Renewable satire

In a coming-of-age development (and maybe only into adolescence… but still) There’s now a satirical renewable energy ‘news’ site. Sustainably called The Sunion:

In a synthetic discovery broadly compared to the work of Galloway and Leach, NREL investigators tracing energy and capital flows between renewable energy systems, those systems’ project finance assumptions via primary-contracted-offtakers, the primary clients of those offtakers, and, in turn, the primary consumers of those offtakers, have discovered a previously uncharacterized, enclosed, and self-sustaining sunlight-to electricity-to-money-to bros-to-data-to-grift/crypto-to-porn-to-bros-to money-to light-to-electricity ecosystem that is nearly self sustaining without external reference or input and which may soon overtake photosynthesis and geotechnical processes in terms of overall magnitude of energy transfer in Earth’s biosphere.

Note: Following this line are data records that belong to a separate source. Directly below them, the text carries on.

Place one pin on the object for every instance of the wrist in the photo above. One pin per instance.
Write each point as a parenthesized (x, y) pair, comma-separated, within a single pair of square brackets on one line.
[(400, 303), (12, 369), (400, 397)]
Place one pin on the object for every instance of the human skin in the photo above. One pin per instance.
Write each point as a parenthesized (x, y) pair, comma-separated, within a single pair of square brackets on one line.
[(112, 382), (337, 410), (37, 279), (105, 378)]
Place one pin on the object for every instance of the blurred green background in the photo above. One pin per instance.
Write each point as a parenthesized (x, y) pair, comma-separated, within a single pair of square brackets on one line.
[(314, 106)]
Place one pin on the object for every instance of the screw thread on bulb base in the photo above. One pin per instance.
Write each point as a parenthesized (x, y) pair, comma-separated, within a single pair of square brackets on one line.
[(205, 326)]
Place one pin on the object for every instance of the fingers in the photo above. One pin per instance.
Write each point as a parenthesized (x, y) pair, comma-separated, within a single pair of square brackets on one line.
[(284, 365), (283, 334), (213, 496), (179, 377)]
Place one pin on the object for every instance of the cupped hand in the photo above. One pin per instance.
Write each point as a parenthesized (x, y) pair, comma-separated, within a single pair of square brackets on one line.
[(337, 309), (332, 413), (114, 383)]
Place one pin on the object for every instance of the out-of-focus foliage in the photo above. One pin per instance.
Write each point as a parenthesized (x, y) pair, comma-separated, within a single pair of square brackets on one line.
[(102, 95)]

Sure, why not? I guess it had to happen. Plenty to poke holes in about the way(s) we’re going about all of this, especially all the financialization through-the-looking-glass you’re actually at-an-Arby’s-drivethrough of it all. Bring it.

Mahagonny

In my continuing quest to put together a grand unified theory of everything, I was reading part of the introductory essay in Robert Hughes’ Nothing if Not Critical, The Decline of the City of Mahagonny. Here, he talking about the nefarious influence of mass media (on humans) and you can easily extrapolate this onto our difficulties in moving past now-obsolete notions of growth and expansion. To wit:

This has not been a matter of choice, let alone fault. The power of television goes beyond anything the fine arts have ever wanted or achieved. Nothing like this Niagara of visual gabble had even been imagined a hundred years ago. American network television drains the world of meaning; it makes reality dull, slow and avoidable. It is our “floating world.” It tends to abort the imagination by leaving kids nothing to imagine: every hero and demon is there, raucously explicit, precut – a world of stereotypes, too authoritative for imagination to develop or change. No wonder it has predisposed American artists toward similar stereotypes. It is stupidly compelling, in a way that painting and sculpture, even in their worst moments of propaganda or sentimentality, are not.

Always difficult to figure out what’s wrong with one thing without stumbling onto what’s wrong with another.